Truth table and the validation of a relation between two statements.

Question

If $a$ has a property $b$ and having the property $b$ implies a property $c$, does it mean that $a$ has the property $c$? How can the truth table be use to validate that?

Answer 1

This idea is best represented by predicate logic. To say that something has the properties $b$ and $c$, in predicate logic, is represented by formulas as:

• $Bx$: $x$ has the property $b$
• $Cx$: $x$ has the property $c$
• $Ba$: a has the property $b$

Given these formulas, you can construct the proposition $ \forall x[Bx \implies Cx]$. This is read as "For every $x$, if $x$ has the property $B$, then $x$ has the property $C$." The universal quantifier $\forall x$ generalizes the idea so that it can be applied to any specific circumstance. In this case, the specific circumstance is $Ba$, that is, $a$ has the property $b$.

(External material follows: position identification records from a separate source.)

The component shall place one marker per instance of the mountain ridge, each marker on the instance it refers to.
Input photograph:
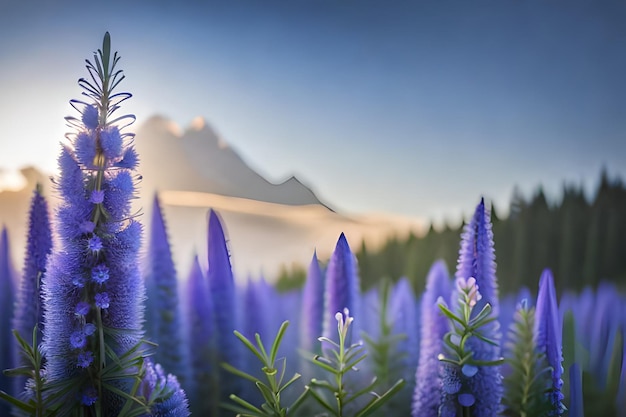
(204, 162)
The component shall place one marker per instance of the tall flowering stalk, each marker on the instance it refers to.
(477, 260)
(222, 291)
(529, 375)
(461, 366)
(312, 314)
(201, 329)
(28, 306)
(93, 292)
(342, 288)
(434, 326)
(164, 322)
(7, 285)
(548, 334)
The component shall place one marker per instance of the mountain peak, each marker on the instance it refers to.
(202, 161)
(198, 123)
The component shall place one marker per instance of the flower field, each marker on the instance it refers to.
(87, 330)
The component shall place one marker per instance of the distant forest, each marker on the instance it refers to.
(583, 242)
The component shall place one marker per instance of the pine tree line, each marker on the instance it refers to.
(582, 241)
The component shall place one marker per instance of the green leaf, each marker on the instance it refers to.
(250, 346)
(378, 402)
(277, 340)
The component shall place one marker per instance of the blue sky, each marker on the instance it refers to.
(413, 107)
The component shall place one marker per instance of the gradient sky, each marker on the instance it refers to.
(414, 107)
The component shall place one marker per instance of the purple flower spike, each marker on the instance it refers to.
(477, 257)
(102, 300)
(97, 196)
(477, 260)
(89, 396)
(548, 331)
(100, 274)
(92, 291)
(222, 290)
(312, 314)
(576, 391)
(28, 309)
(6, 311)
(164, 320)
(82, 308)
(342, 289)
(201, 329)
(434, 325)
(171, 400)
(403, 315)
(85, 359)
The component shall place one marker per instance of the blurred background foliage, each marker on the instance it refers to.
(583, 241)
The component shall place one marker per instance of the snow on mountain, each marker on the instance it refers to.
(268, 225)
(199, 160)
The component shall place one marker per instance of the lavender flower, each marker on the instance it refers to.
(463, 389)
(163, 315)
(6, 310)
(201, 331)
(342, 288)
(222, 290)
(165, 396)
(548, 331)
(312, 314)
(433, 327)
(93, 292)
(403, 315)
(477, 259)
(28, 311)
(576, 390)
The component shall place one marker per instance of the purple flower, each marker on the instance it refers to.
(111, 142)
(477, 260)
(94, 274)
(6, 310)
(201, 329)
(342, 289)
(434, 325)
(576, 390)
(222, 291)
(82, 308)
(89, 396)
(102, 300)
(94, 244)
(170, 400)
(548, 331)
(164, 322)
(129, 160)
(85, 359)
(78, 339)
(312, 315)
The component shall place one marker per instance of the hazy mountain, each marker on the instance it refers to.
(197, 159)
(194, 171)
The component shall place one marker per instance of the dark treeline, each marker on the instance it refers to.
(582, 241)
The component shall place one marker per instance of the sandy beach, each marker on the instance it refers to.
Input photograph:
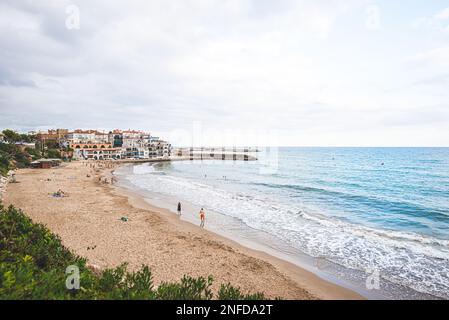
(88, 222)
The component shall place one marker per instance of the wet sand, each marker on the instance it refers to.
(90, 217)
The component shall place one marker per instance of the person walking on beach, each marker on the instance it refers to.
(202, 217)
(179, 208)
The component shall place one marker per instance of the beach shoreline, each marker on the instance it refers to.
(90, 217)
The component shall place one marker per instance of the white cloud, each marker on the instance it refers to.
(307, 69)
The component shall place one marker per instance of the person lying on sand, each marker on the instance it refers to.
(202, 217)
(59, 194)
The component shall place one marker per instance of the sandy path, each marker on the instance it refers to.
(90, 217)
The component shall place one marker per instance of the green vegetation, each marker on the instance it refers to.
(33, 263)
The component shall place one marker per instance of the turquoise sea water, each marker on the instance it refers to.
(384, 209)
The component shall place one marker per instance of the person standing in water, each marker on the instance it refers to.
(202, 217)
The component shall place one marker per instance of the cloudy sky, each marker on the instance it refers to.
(289, 72)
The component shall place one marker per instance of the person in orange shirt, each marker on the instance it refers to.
(202, 217)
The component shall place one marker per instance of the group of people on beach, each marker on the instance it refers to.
(201, 213)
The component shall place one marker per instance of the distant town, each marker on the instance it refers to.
(96, 145)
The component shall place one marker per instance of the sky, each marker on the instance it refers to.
(230, 72)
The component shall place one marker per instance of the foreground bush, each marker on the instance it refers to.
(33, 263)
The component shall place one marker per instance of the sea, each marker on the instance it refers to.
(375, 220)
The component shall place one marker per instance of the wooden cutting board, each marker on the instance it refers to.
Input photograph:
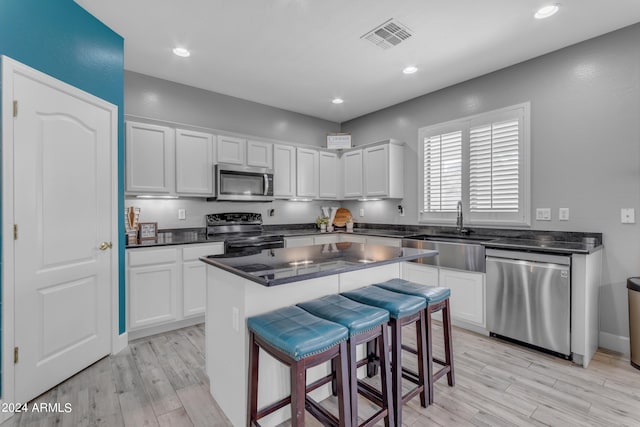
(341, 217)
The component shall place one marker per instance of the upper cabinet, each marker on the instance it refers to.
(329, 175)
(383, 170)
(149, 159)
(307, 172)
(165, 161)
(353, 174)
(194, 163)
(284, 171)
(239, 151)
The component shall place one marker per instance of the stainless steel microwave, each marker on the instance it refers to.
(242, 183)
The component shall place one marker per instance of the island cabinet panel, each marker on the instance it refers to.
(149, 162)
(467, 295)
(307, 173)
(194, 163)
(353, 174)
(284, 171)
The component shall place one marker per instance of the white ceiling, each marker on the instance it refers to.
(300, 54)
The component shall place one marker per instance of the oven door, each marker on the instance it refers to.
(237, 183)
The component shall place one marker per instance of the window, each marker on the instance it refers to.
(482, 161)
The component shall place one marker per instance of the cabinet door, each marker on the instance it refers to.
(467, 295)
(352, 162)
(376, 171)
(294, 242)
(149, 158)
(307, 173)
(152, 295)
(328, 175)
(194, 163)
(284, 171)
(231, 150)
(260, 154)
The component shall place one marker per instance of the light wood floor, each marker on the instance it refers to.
(161, 381)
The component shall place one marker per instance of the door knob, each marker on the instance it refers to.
(105, 245)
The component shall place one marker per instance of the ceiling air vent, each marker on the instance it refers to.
(388, 34)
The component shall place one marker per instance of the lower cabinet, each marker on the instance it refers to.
(467, 290)
(467, 295)
(166, 285)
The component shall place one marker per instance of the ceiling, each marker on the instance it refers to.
(300, 54)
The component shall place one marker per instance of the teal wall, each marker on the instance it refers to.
(63, 40)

This leads to the following proof:

\begin{array}{l} & \{1\} & 1. & \forall x[Bx \implies Cx] & \text{ Premise }\\ & \{2\} & 2. & Ba & \text{ Premise }\\ & \{1\} & 3. & Ba \implies Ca & \text{ 1 Universal elimination }\\ & \{1,2\} & 4. & Ca & \text{ 2,3 Modus ponens }\\ \end{array}

Therefore, claiming that $a$ has the property $c$ can be proven by predicate logic, but the ideas of predication and quantification are a little too involved to be captured by truth tables alone.